Das Problem ist jetzt:
selbst wenn der Thread dann einen Console bekommt, wirft der immer eine org.eclipse.swt.SWTException: Invalid thread access Exception.

wass soll ich jetzt tun?
kann man vieleicht die initialisierungsreihenfolge bei Eclipse verändern?

need help pleace,
JoJo


----------



## @x.l (27. Jul 2007)

Arbeit zu Eclipse -> schau mal in Kapitel 10.3. an, vllt. hilft es dir weiter.
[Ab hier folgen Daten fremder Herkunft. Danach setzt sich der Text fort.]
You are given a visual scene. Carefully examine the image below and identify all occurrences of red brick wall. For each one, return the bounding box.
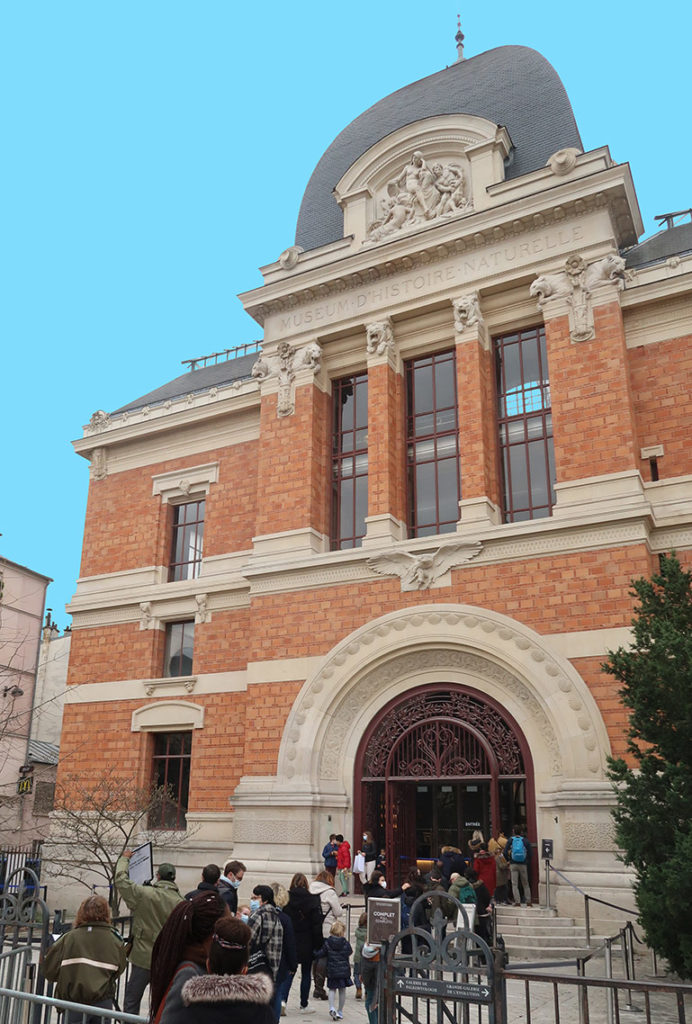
[628,335,692,480]
[546,301,640,483]
[367,365,406,522]
[457,341,502,505]
[81,441,258,577]
[255,384,331,536]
evtl. noch der  Integration eines Regelinterpreters in eclipse


----------



## der JoJo (27. Jul 2007)

hm, danke aber die beiden habe ich auch bei google gefunden und da hab ich absolut keinen bock mich durzugraben.
Trozdem danke.
Ich habe mich jetzt mit'm Schäff dazu entschieden, das Fehlerausgabem bei der Initialisierung, also in der Zeit in der keine Console da ist, in eine Error.log geschrieben werden.
Damit habe ich das Problem vom Tisch.



> und wollen sie nicht weichen, so werden wir sie streichen


----------



## der JoJo (30. Jul 2007)

neues Problem ist aufgetreten:

wenn ich die ganzen Plugins aus dem Eclipse in einer extra eclipse-runtime-version starte geht alles (über run->eclipse aplication)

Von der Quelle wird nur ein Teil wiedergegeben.